Une machine a fertilisé un ovule, choisi l’embryon, puis permis la naissance d’un bébé… sans que les médecins interviennent directement. Ce scénario digne de la science-fiction est désormais une réalité. Mais derrière cette prouesse technologique, une question dérange : sommes-nous prêts à confier la vie à une intelligence artificielle ?
Un bébé né d’un robot : la médecine vient-elle de franchir une ligne rouge ?
Une équipe scientifique américaine a réussi la naissance d’un bébé grâce à un procédé de fécondation in vitro largement automatisé, combinant robotique et intelligence artificielle. Développée par Conceivable Life Sciences, cette technologie automatise 23 étapes clés de l’injection intracytoplasmique de spermatozoïde (ICSI), une méthode utilisée notamment en cas d’infertilité masculine. En réduisant les risques d’erreurs humaines, cette innovation vise une meilleure fiabilité des résultats. Cette première mondiale soulève néanmoins une question centrale : l’automatisation peut-elle vraiment remplacer l’expertise humaine dans la reproduction ?
Bébé né d'un robot : automatisation avancée de la procédure ICSI
Le système développé par Conceivable Life Sciences prend en charge 23 étapes critiques du protocole ICSI, une technique de fécondation qui consiste à injecter un spermatozoïde directement dans un ovocyte. Cette opération, habituellement réalisée manuellement par des biologistes, requiert une précision extrême et une vigilance constante.
Jacques Cohen souligne que « comme dans d'autres professions, la fatigue ou la distraction peuvent conduire à des erreurs susceptibles de réduire les chances de réussite de la fécondation ». Pour pallier ces limites humaines, le système permet de lancer chaque étape via un bouton tout en assurant une surveillance à distance par vidéo en direct.
L’innovation réside également dans l’intégration de modèles d’intelligence artificielle qui sélectionnent les spermatozoïdes et les embryons selon des critères morphologiques précis.

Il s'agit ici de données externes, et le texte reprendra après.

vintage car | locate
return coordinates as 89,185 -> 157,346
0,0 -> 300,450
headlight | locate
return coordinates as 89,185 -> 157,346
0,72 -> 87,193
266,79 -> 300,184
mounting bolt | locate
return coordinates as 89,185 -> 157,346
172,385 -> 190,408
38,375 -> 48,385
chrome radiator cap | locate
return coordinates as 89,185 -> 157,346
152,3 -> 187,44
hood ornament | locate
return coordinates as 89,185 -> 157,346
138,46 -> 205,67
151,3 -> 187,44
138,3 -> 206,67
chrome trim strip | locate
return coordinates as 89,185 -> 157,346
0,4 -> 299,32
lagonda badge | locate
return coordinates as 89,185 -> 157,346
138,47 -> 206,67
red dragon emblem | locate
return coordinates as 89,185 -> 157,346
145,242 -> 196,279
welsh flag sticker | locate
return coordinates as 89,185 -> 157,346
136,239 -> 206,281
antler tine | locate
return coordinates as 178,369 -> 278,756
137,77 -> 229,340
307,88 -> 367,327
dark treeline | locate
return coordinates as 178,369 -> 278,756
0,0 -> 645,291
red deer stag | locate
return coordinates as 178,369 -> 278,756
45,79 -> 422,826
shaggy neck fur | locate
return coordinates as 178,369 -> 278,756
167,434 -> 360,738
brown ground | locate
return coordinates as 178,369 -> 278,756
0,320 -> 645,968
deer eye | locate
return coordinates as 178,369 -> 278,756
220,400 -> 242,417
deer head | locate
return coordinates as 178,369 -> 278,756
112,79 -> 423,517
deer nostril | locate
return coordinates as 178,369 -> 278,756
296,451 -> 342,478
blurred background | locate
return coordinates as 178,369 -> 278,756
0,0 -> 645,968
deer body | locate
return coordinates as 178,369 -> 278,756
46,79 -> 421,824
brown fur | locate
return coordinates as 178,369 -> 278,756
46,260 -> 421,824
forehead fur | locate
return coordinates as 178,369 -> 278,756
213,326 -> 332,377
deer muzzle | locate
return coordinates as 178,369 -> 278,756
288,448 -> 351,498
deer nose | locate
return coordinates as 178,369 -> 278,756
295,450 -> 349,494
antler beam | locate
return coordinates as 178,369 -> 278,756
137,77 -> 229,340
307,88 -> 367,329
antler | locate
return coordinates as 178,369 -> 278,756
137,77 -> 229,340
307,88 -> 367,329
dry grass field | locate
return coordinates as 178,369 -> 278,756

Après identification et immobilisation des spermatozoïdes par impulsions laser, la machine procède à leur injection dans des ovocytes de donneuse. Le système analyse ensuite les embryons formés pour sélectionner ceux présentant la configuration chromosomique la plus prometteuse.
World’s first baby conceived by sperm-injecting robot is born – thanks to AI-operated machine #Aibaby
Ca 7CjuwfmCGJNnHgZMsu2MzBk9kRCuQQvmaJt63juHpump pic.twitter.com/TXUOuIBNSC— Ozilgreat (@Ozilgreat101) April 11, 2025
Un essai concluant, mais encore limité
Le couple ayant participé à cette expérimentation faisait face à une double infertilité : une motilité faible des spermatozoïdes chez l’homme et l’impossibilité pour la femme de produire des ovocytes viables. Des ovocytes et spermatozoïdes de donneurs ont donc été utilisés. Sur huit ovocytes, cinq ont été traités par la méthode automatisée, donnant lieu à quatre embryons. Les trois autres, fécondés manuellement, ont tous produit un embryon.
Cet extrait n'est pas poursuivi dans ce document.